An even smaller ‘home grown’ component
By this I mean people who have been educated in the UK school system. It’s one thing to be linguistically fluent in a language, but quite another to be culturally fluent in it. The latter can take decades – sometimes even spanning the generations before people feel ‘culturally at home’ in where they live. Four generations of my family were born in three different continents. What each generation culturally identified/identifies as ‘home’ is something & somewhere very different. My point? Empathising, relating to and understanding where your audience is coming from. Even if given the same message to present, a young French undergraduate from an affluent background is likely to come across differently to say someone from the UK from a working class background who never went to university.
Turnover of activists
This will always be a problem for any organisation run by and for young people: Age-wise, young people don’t stay young forever. Hence an interesting question put to those that stood for election to the YEM board was on what their ‘succession plan’ was for their replacement. How will they ensure that there is going to be someone else to stand for election in their place? (All bar one of the posts was uncontested). That question could apply to pretty much every voluntary organisation I’ve been associated with.
Communicating a positive vision that’s not shackled by the current crisis in the EU
This is where they need to be painfully honest about the past and current failings of the EU institutions, as well as being clear about what they *are* for. ie. “We are about X, Y and Z – what we currently see with the EU is definitely not these.
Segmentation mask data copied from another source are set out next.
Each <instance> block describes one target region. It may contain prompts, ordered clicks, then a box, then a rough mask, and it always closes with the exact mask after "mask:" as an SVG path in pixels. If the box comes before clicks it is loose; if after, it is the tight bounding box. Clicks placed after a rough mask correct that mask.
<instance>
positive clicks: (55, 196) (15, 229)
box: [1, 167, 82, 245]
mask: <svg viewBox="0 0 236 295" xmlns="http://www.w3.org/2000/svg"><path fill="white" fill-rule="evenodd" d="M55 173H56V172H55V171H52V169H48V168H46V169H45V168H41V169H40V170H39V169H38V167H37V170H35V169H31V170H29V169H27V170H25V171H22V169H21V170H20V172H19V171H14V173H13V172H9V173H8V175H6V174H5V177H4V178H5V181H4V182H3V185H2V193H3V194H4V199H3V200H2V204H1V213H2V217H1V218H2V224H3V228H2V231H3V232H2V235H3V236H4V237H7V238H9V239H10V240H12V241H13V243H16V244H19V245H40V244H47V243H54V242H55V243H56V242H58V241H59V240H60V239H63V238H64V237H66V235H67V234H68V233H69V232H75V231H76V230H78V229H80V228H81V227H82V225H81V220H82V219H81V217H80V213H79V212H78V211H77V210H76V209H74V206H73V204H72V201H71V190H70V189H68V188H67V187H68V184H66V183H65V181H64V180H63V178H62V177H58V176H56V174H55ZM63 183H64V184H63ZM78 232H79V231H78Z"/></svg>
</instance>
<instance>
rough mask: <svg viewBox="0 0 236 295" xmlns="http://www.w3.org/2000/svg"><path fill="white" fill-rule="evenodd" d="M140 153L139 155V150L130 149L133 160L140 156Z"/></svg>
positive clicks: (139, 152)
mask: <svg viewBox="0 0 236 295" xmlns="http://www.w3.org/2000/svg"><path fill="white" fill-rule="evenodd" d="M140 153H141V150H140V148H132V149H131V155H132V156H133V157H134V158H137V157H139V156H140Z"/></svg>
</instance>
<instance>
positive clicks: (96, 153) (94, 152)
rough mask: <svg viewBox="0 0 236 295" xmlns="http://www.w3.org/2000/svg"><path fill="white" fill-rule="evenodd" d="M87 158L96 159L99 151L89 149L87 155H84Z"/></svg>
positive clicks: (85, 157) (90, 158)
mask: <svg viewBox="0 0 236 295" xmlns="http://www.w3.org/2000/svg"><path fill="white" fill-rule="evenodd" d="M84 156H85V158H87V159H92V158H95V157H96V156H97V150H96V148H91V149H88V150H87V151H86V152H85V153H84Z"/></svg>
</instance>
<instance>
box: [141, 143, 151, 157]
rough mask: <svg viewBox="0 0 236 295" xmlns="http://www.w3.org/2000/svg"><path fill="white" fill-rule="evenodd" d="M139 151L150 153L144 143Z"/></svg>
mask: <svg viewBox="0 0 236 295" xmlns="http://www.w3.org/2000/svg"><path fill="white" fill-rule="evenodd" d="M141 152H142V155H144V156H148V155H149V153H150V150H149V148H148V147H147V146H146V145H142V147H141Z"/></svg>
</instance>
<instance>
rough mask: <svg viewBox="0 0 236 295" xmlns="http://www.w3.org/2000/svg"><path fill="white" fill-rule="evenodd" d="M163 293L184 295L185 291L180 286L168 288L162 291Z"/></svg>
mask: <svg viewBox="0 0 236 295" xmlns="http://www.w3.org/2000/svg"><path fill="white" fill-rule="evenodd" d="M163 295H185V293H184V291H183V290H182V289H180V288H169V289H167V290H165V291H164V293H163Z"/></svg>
We want to change that”.
What they do have going for them is the increasingly global nature of the challenges we as a society face. Climate change, international migration, food and energy security, trade, serious and organised crime – all of these challenges are international by their very nature. Thus they requires solutions that go beyond the structures of the nation state. Can the YEM make the case for an EU that tackles these issues while dealing with the many criticisms thrown at it?
Being in it for the long game
This is related to the turnover of activists and the lack of ‘home grown’ members. How do you get that stability needed to increase your impact? Which are the organisations that you need to form alliances with? The two dates that were mentioned – the 2014 elections and a possible 2017 referendum form two targets. These inevitably mean strategies for campaigning within political parties as well as beyond them. Some of the political parties I’ve mentioned have a strong strand of Euro-scepticism in them too. It’s not just confined to the right wing of politics. Some groups and party branches may not welcome pro-European campaigners and speakers.
Will we see anything happening in Cambridge?
Yes – but it remains to be seen in what context. Will they target only university/education circles? Will they expand to local political parties? Will they manage to break into, and then out of both bubbles? It’s not an easy task.